Author: Moriah Geer-Hardwick

“Don’t try to talk to them.” The consultant clicks another cylinder into place. It makes a satisfied hiss as it seats properly into its compartment. “They don’t react well to the noise. Imagine one of them emptying an entire scent gland in your face. That’s how they feel if you start spewing sound at them.” She inserts the last cylinder, powers up the regulator, and then hands the belt to the specialist sitting across from her. Dutifully, he straps it around his waist
“The belt has seven cylinders,” she explains. “Five are passive pheromones, good for about three hundred and sixty minutes of steady dispersal. Should make us fairly uninteresting, provided our encounters stay casual. Fifteen minutes before the last one runs dry, the regulator pack will start to vibrate in short intervals to let you know you need to refill.”
“You think we’ll be down there that long?”

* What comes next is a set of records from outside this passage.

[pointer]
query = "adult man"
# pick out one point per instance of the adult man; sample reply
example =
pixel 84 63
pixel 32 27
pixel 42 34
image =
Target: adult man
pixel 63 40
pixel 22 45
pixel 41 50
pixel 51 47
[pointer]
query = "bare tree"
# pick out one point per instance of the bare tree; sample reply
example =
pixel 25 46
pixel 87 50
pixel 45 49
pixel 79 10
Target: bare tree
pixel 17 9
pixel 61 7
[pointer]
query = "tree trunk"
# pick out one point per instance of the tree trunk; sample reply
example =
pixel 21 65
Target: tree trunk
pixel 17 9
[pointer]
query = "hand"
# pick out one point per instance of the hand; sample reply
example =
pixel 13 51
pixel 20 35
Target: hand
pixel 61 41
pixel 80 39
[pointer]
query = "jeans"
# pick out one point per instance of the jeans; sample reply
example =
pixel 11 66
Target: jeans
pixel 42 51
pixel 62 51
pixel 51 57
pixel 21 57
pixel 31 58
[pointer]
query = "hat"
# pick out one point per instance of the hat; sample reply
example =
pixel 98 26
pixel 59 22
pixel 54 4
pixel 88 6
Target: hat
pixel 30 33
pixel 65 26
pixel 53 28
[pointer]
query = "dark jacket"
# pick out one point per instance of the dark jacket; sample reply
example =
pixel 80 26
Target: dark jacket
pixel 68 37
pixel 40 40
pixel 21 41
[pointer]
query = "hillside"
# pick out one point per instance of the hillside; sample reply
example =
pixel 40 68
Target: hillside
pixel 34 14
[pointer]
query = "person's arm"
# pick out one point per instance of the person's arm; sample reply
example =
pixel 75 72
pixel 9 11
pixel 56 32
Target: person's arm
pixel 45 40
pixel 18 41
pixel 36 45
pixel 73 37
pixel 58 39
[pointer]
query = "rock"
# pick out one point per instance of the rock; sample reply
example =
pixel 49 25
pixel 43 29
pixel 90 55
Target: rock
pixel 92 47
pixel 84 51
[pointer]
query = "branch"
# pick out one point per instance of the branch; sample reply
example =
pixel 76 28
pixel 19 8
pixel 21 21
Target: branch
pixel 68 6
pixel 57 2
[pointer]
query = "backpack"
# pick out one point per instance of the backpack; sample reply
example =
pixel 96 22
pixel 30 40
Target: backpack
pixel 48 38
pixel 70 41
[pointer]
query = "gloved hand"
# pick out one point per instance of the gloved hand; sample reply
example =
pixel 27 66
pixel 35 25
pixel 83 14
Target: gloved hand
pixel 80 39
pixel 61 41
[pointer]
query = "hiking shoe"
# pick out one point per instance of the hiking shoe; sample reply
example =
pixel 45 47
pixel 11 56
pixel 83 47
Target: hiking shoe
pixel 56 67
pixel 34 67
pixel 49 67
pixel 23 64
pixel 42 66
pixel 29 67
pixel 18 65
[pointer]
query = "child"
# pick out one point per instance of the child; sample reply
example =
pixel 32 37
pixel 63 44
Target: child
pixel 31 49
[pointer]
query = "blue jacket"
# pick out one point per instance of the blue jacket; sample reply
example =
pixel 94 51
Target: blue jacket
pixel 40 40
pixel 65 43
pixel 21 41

“The drop is less than a kilometer from the financial sector. Ideally, I’d like to be back in orbit before the first two passives are spent.” She begins working on her own belt. “If the regulator detects any hostility in the chemical spectrum it will automatically vent one of the other cylinders, which are panic pheromone concentrates. They should clear everything around us, for at least thirty meters.” She slings her belt onto her hips and snaps the buckle closed. “Right before it goes off, you’ll get one, long buzz. You feel that, things are about to get heavy.”
The specialist nods, slowly. He eases his weapon around in its tactical harness, checks the action, and initiates the charge pack.
“One more thing,” says the consultant. “We need to stay as far away from the red ones as possible.”
The specialist looks up at her.
“If you spot one, run. If it spots us, hit that button on the regulator, and then run.”
He lifts his weapon to inspect the angular device connected to his belt. In a shallow recess on one side is an unmarked red square.
“That fires both panics instantly. I should warn you, it’ll soak through your clothes, and it smells like cat urine. Old cat urine. And it doesn’t wash off.”
“So, last resort.”
“It’s better than what the reds will do to you, but only by a slight margin.”
“What are they? Soldiers?”
The consultant shakes her head. “They’re more like a militaristic religious sect. Not literally, of course, but the term is arguably analogous. They’re xenophobic, ritualistic, and extremely violent. They’re red because a lot of their ceremonies involve ingesting inorganic materials, mostly metals. Causes an excessive amount of iron to be absorbed into their chitin. It makes their carapaces almost impenetrable. Unless you’re firing depleted uranium rounds, you probably won’t even dent one.”
The coms chirp once to notify them that the skiff is landing. The specialist heaves himself up and moves to stand by the door. He grips his weapon firmly, pulling the stock in tight against his shoulder. One hand drops to the regulator, his thumb just above the red button. The skiff shudders, and lands hard. With a wistful sigh of escaping air, the door splits, the bottom half lowering into a ramp.
In unison, their regulators erupt into a frenzied chatter.
“Uh…” says the specialist.
Through the widening gap, they glimpse a flash of writhing exoskeleton, serrated, angry and red. Instinctively, the specialist clenches down on the regulator and right away the sharp odor of cat urine claws into his eyes and sinuses.
With a sigh, the consultant reaches over and presses the control panel to close the door.